Personal information
- Born: 27 April 1989 (age 37)

Sport
- Sport: Orienteering
- Club: Rehns BK;

Medal record
Men's orienteering
Representing Sweden
World Championships
| Gold medal – first place | 2016 Strömstad | Sprint |
| Gold medal – first place | 2017 Tartu | Sprint relay |
| Bronze medal – third place | 2015 Inverness | Sprint |
| Bronze medal – third place | 2017 Tartu | Sprint |
World Games
| Gold medal – first place | 2017 Wrocław | Sprint |
| Bronze medal – third place | 2013 Cali | Sprint |
European Championships
| Bronze medal – third place | 2012 Falun | Sprint |

= Jerker Lysell =

Swedish orienteering competitor

Jerker Lysell (born 27 April 1989) is a Swedish orienteering competitor, and world champion in sprint.

==Career ==
Lysell won a bronze medal in the sprint at the 2012 European Orienteering Championships in Falun, tying with Daniel Hubmann.
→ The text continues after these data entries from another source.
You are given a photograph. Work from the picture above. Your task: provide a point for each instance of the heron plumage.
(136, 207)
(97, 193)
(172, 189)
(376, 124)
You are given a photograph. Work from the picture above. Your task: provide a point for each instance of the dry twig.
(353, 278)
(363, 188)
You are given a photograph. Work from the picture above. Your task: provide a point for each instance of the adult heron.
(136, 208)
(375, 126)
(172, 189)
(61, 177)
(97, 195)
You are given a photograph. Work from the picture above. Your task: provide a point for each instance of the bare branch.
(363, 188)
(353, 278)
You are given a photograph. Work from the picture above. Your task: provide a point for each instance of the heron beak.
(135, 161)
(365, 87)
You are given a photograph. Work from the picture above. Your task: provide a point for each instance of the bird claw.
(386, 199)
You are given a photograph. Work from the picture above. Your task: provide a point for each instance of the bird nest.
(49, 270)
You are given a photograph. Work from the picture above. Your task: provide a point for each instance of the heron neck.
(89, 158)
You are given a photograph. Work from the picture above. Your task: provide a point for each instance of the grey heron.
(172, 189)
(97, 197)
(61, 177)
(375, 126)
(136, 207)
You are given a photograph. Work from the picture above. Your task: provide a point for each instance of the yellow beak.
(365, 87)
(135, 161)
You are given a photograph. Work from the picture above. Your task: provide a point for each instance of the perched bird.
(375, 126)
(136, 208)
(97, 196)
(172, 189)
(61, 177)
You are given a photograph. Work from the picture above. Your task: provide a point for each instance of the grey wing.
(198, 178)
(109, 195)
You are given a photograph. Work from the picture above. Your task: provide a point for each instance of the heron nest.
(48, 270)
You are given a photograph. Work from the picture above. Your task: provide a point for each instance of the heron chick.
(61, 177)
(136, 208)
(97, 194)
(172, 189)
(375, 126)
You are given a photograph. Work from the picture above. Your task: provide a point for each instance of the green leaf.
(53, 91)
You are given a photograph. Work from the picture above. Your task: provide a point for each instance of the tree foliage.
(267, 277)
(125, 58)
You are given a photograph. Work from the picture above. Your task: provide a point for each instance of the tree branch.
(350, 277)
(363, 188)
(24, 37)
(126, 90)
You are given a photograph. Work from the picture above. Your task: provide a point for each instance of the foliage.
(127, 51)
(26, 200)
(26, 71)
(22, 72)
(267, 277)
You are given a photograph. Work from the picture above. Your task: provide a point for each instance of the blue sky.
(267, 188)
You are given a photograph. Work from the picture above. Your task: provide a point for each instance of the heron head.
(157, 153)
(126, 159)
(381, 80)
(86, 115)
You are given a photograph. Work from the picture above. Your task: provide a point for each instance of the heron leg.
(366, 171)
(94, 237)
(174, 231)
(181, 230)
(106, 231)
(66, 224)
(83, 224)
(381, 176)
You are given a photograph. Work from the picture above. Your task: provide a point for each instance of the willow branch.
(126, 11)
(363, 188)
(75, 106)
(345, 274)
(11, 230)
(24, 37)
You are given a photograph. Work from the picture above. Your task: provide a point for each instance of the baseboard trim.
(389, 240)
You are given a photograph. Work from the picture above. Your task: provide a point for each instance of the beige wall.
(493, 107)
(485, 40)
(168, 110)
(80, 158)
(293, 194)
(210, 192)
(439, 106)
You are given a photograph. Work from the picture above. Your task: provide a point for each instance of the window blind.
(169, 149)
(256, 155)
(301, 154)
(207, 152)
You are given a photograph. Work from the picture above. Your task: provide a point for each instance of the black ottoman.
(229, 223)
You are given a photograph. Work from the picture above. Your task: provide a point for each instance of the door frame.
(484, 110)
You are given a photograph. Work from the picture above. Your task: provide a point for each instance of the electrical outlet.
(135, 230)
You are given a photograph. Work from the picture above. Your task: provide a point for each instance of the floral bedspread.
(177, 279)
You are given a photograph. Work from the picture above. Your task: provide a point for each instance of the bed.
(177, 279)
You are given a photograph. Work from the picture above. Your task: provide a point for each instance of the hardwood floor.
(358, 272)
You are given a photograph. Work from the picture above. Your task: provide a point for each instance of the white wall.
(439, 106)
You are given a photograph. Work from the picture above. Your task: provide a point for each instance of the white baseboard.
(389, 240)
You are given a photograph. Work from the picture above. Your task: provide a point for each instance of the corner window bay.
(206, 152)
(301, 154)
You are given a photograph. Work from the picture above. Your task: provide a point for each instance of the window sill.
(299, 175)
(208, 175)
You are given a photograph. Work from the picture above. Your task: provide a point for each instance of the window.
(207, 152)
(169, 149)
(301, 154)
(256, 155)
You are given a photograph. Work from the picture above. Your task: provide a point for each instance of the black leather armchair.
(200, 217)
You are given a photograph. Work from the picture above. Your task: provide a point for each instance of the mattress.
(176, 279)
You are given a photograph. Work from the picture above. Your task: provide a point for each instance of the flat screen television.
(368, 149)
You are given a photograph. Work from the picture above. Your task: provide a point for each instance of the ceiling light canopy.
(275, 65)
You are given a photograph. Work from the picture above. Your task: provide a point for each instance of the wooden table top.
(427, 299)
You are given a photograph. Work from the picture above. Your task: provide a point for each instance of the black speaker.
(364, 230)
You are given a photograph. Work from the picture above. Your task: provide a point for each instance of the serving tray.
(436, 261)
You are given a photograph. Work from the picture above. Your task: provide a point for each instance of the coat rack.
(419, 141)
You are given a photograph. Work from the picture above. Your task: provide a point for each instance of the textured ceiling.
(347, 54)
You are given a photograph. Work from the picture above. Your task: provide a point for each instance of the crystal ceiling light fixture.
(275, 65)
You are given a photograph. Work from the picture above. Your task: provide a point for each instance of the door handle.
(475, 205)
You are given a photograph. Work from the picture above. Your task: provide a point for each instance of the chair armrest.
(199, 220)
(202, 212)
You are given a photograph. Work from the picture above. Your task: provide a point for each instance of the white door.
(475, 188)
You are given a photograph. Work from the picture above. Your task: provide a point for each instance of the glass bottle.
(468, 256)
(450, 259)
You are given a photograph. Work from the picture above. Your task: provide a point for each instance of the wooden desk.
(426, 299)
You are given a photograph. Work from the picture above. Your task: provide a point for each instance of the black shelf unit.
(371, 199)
He competed at the 2012 World Orienteering Championships. In the sprint competition he qualified for the final, where he placed 13th.

He won gold medal in sprint at the 2016 World Orienteering Championships in Strömstad.

At the 2017 World Orienteering Championships in Tartu he was part of the Swedish winning team in the mixed sprint relay, and he won a bronze medal in the sprint contest.